The Neurology of Disgust

Published: May 17, 2013

Growing up believing you are an abomination is strange. But, if you are gay and grew up in Kansas (or many other parts of the world) — like I did — it’s not all that uncommon. We’re told from a very young age that being gay is wrong and gross. The lesson that men who have sex with men are disgusting is repeated so frequently, your average kid quickly gets the message.

Sometimes the moral judgment is delivered directly — often times through someone with religious moral authority or family. Other times it comes more subtly through language cues. In my experience, the euphemisms for men who have sex with men seem to bleed together to form a powerful and often false identity, saying all men who have sex with men are feminine ("pansy", "fairy", "poof"), perverts ("pillow biter," "corn holer," "sword swallower"), and abominations ("queer," "bent").

There’s disagreement on the physical mechanisms for creating moral beliefs in the brain. But, I’m assuming it works the way most neuroscientists believe information is encoded in our brains — through establishing and strengthening neural pathways.

To incredibly over-simplify the process. The first time we heard "gay is disgusting" a specific set of neurons (the cells that make up our brains) lit up in a specific way. From that point forward, each time someone hears the gay-is-disgusting message that neural pathway gets reinforced. When it goes unchallenged, every repetition sears the belief into our brains.

No matter how the belief gets there, we know that specific parts of the brain activate when presented with stimuli related to a person’s ingrained moral judgments. In 2008, Dr. Schaich Borg, found that when people perceive a sexual moral transgression, activity occurs in the mPFC/PCC/TPJ network and other regions, including the inferior frontal gyrus, the left insula, the ventral and dorsal ACC, the left amygdala, and the caudate nucleus.

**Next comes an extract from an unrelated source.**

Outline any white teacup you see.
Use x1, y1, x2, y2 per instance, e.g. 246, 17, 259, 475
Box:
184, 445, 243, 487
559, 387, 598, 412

Many of these areas are associated with emotions. Put another way, when people say they’re disgusted by the thought of two men having sex, it’s not a thought. It’s a feeling.

After conducting further research, Dr. Jonathan Haidt discovered that moral judgments are rationalized after the emotional response. The thoughts come after the feelings. In addition, he found that even after all possible rationalizations are proven false, people continue to go with their emotions. Logic doesn’t matter; in this case, feelings rule the brain.

Understanding how moral judgments are processed is helpful, but when you’re the person being morally judged it offers little consolation.